Slow train from Istanbul

Slow train from Istanbul

Opinion piece (The Wall Street Journal)
Katinka Barysch
27 September 2005

The talks on Turkey's accession to the EU are scheduled to start on Monday. But public support for Turkish EU entry continues to fall: less than one-third of voters in the "old" EU support Turkish membership, according to the EU pollster Eurobarometer. Many Western Europeans think of Turkey as too big, too poor and too backward to join the Union. But Turkey is not that different from the Central and Eastern European countries that joined the EU last year. The real difference is that the EU has much less leverage over Turkish policy-making so the accession talks could be longer and harder.

The average GDP per head in Turkey is less than 30% of the EU-25 average, compared with around 50% in the new EU members in Central and Eastern Europe. But it is unfair to compare Turkey, which is at the start of the journey to membership, with those countries that have already arrived. Ten years before accession, Poland's GDP per head stood at 35% of the EU average, and that of Romania was much lower still.

In many ways, Turkey is better prepares for EU membership than, say, Poland or Bulgaria were at the time when they started negotiations. Turkey has had a customs union with the EU since 1996 so trade in goods is already liberalised, and Turkey has adopted many EU rules and regulations, for example those that protect intellectual property and enforce competition. Although the Turkish government still plays a large role in sectors such as energy and telecoms, it does not face the task of having to privatise whole industries, like the Eastern Europeans had to do.

What does set Turkey apart from previous candidates is its history of economic instability. Since the last crisis in 2001, two successive governments have made remarkable progress toward stabilizing the economy and starting structural reforms. The budget deficit has been halved, inflation is down to single-digit figures for the first time in three decades, and the economy is growing briskly. However, Turkey's high government debt, large external deficit and lack of longterm investment leave it vulnerable to swings in investor confidence. Both sides, the EU and Turkey, need to manage the accession process very carefully so as not to endanger Turkey's hard-won macroeconomic stability.

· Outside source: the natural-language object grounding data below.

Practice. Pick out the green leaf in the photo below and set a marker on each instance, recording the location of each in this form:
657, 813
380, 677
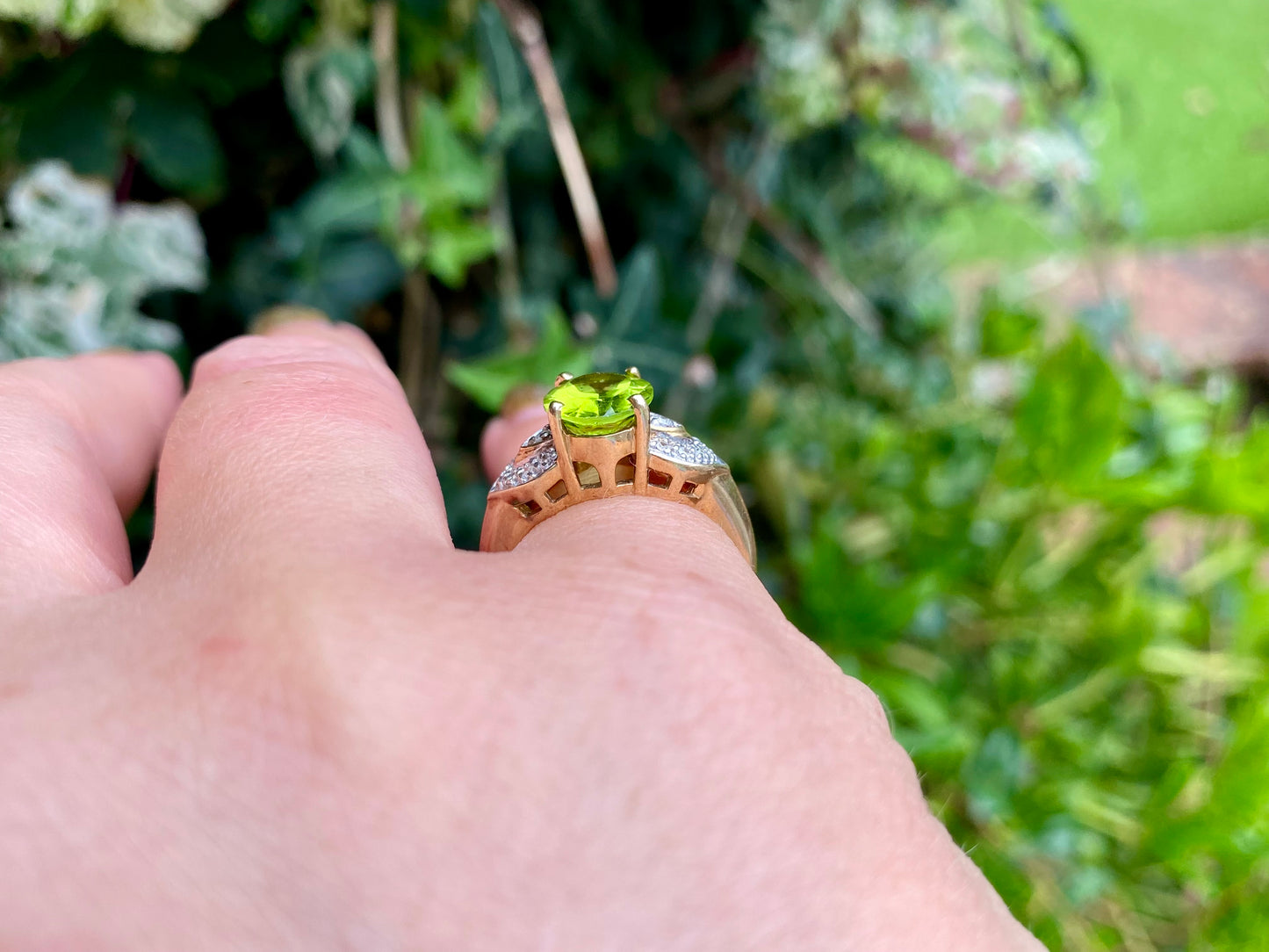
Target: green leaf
489, 379
1006, 330
324, 84
270, 19
452, 249
1069, 423
174, 140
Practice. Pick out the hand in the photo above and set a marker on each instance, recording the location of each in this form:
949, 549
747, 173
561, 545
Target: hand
311, 724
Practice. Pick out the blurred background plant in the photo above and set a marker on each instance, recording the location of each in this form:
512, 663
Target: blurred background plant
1035, 532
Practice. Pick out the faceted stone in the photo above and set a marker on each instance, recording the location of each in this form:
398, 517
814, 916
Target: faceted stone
598, 404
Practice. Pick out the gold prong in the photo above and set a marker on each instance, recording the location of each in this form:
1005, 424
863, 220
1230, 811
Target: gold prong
564, 451
642, 438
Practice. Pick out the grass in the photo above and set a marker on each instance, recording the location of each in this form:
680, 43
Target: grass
1182, 133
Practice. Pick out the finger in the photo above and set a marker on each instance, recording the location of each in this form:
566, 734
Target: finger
507, 432
661, 538
290, 446
77, 444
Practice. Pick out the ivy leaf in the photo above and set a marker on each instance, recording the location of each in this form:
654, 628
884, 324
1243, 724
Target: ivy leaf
1069, 421
268, 19
322, 85
489, 379
174, 140
453, 249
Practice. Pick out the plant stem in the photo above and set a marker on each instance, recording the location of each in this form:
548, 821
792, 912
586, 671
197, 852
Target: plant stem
387, 91
525, 25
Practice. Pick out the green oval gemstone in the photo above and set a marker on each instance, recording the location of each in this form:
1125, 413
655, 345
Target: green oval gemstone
598, 404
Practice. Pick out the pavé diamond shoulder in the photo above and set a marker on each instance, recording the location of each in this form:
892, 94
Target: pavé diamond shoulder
603, 441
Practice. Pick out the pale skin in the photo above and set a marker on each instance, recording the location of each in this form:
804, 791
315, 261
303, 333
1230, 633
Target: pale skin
310, 724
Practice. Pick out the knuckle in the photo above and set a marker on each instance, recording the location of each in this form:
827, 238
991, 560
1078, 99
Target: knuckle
256, 384
259, 353
28, 388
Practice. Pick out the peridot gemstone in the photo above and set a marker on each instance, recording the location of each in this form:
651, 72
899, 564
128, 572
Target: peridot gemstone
598, 404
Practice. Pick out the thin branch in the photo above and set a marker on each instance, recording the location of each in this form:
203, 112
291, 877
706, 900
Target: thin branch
525, 25
844, 293
416, 334
387, 93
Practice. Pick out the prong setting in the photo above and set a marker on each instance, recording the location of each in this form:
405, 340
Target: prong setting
642, 439
564, 448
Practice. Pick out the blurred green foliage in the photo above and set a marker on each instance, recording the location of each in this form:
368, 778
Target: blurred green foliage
1047, 563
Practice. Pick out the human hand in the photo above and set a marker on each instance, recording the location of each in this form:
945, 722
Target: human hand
308, 723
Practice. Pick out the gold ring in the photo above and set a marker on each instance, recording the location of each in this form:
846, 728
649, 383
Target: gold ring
603, 441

In the case of the Central and Eastern European countries, the accession process was rather smooth because the prospect of EU entry provided a rock-solid anchor for economic reform. In Turkey's case the anchor will be much less firm, for several reasons: First, in the 1990s, the Central and Eastern Europeans were driven by an over-whelming desire to "return to Europe." Although 60-70% of all Turks support their country's EU aspirations, for them EU membership is not about a - however defined - European identity. What they hope for are personal benefits, such as higher incomes, better jobs and the freedom to travel and work in the EU. If these benefits are not forthcoming during the accession process, Turks may become disillusioned with the EU rather quickly.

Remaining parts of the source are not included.